The parties offered conflicting expert testimony regarding whether Whole Woman's Health could renovate its current facility. Plaintiffs' expert, George W. Johannes, inspected several of Plaintiffs' facilities to determine how the ASC requirement would affect their operations. He testified that none of Plaintiffs' clinics, including the one in McAllen, were built on a large enough footprint to accommodate an ASC-compliant facility. Moreover, he testified that only three of the clinics had sufficient land to expand their footprints. McAllen was not one of those three. Johannes estimated that the cost of expanding these clinics ranged from $1.7 million to $2.6 million. He testified that to build a new ASC-compliant facility would cost $3.4 million, not including the price of land. His testimony reflects that Whole Woman's Health could not expand the McAllen facility, but would have to relocate either by obtaining new land and constructing a $3.4 million dollar facility, or leasing an existing ASC-compliant facility at a different location. Hagstrom Miller similarly testified that Whole Woman's Health in McAllen could not comply with the ASC requirement.
The state agreed that it would be expensive for Whole Woman's Health to acquire or build an ASC-compliant facility, but nevertheless argued that doing so would be feasible.
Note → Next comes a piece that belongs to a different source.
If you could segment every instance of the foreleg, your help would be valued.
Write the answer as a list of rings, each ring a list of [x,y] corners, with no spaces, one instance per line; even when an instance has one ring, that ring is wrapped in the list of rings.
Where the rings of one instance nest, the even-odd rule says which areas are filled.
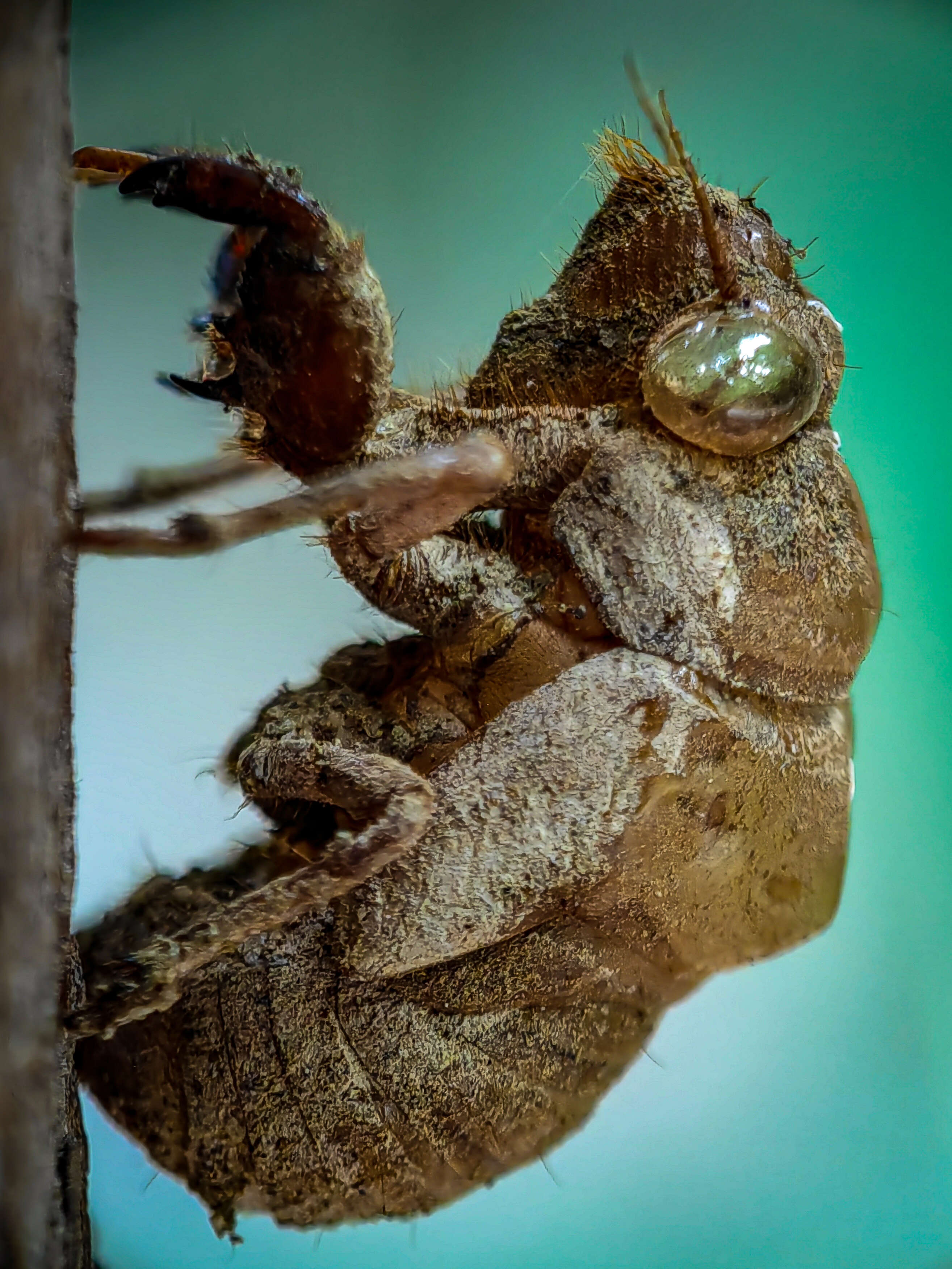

The State's expert, Deborah Kitz, testified that the McAllen clinic could reduce its costs by running more efficiently and reducing the management fee it pays to Whole Woman's Health, which she testified was significantly above the average rate. The State's expert also disagreed with Plaintiffs' expert, testifying that the McAllen facility already had sufficient space to renovate into an ASC-compliant facility and would not even need to relocate.
The district court determined that the Plaintiffs' expert was more credible, finding that the cost of complying with the ASC requirement was upwards of $1.5 million for clinics that could renovate their existing facilities, and over $3 million for those that had to acquire land and construct a new facility. It determined that the McAllen clinic was an "[e]xisting clinic[], unable to meet the financial burdens imposed by the new regulatory regime, and w[ould] close as a result." On appeal, the State did not challenge these findings as clear error. Accordingly, we accept the district court's findings with respect to the prohibitive costs of upgrading or relocating the McAllen clinic.